Central Bank of Kenya (CBK) has announced a drop in global oil prices ahead of the Energy and Petroleum Regulatory Authority’s (EPRA) fuel review next week.
Through its weekly bulletin published on Friday, February 7, the central bank revealed that international oil prices declined, with Murban oil falling to Ksh9,916 per barrel on February 6 from Ksh10,131 per barrel on January 30.
It was noted that oil prices on the international front dropped following the oil exporters resuming their usual production of more crude oil for importing countries.
However, in Kenya the price set in the G-to-G deal is often based on a fixed premium above the prevailing global oil price, meaning fluctuations in the international market do not directly impact the cost of oil imports under the arrangement.

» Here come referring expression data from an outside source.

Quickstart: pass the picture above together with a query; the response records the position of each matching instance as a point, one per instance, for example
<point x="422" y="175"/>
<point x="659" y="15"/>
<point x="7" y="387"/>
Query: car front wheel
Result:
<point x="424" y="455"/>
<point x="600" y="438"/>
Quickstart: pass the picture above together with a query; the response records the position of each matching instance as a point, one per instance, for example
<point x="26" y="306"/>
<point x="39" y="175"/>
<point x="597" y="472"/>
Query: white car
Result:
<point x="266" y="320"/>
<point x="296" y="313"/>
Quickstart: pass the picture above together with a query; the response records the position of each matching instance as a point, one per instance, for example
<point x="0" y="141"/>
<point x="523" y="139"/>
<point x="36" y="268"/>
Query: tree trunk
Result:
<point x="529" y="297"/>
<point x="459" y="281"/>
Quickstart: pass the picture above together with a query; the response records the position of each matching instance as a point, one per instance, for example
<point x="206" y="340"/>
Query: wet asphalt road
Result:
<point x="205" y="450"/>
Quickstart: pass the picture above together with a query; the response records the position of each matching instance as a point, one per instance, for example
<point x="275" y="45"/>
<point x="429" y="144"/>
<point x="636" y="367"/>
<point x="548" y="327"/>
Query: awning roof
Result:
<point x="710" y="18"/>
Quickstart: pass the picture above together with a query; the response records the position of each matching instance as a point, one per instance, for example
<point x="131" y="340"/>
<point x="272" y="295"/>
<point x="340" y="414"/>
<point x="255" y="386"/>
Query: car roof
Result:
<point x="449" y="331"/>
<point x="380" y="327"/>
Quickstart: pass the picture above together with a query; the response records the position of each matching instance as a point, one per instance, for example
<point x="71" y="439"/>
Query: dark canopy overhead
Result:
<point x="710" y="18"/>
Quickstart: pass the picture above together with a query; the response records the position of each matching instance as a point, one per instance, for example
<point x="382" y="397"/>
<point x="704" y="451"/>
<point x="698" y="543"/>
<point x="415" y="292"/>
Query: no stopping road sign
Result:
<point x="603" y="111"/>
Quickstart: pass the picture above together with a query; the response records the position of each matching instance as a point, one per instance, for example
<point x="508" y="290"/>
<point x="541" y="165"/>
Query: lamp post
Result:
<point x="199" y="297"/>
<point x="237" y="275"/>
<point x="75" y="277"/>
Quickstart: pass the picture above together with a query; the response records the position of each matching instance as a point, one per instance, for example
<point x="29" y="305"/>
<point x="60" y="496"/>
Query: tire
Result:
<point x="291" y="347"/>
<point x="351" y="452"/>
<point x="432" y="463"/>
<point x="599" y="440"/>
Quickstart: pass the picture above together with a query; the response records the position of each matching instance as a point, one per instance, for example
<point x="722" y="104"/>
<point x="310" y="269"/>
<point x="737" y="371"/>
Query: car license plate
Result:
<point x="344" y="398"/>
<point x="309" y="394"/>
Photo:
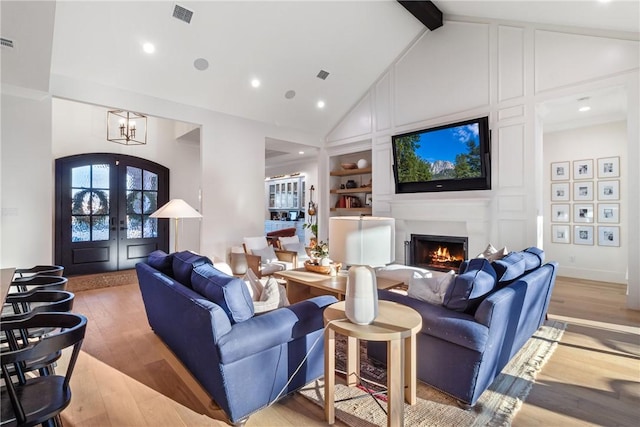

The country pays a premium of around $90 (about Ksh11,610 in the current exchange rates) per barrel for petrol and $88 (about Ksh11,320 in the current exchange rates) per barrel for diesel, which is significantly higher than the global market price.
Meanwhile, according to the central bank, inflation concerns also remained stable during the week ending February 6.
Despite the rise in inflation rates in some European countries, in January this year compared to December 2024, the core inflation rate remained unchanged at 2.7 per cent.
Additionally, the Kenya shilling also remained stable against major international and regional currencies during the week ending February 6. Data from the central bank revealed that the local currency exchanged at Ksh129.19 per US dollar on February 6, compared to Ksh129.25 per US dollar on January 30, 2025.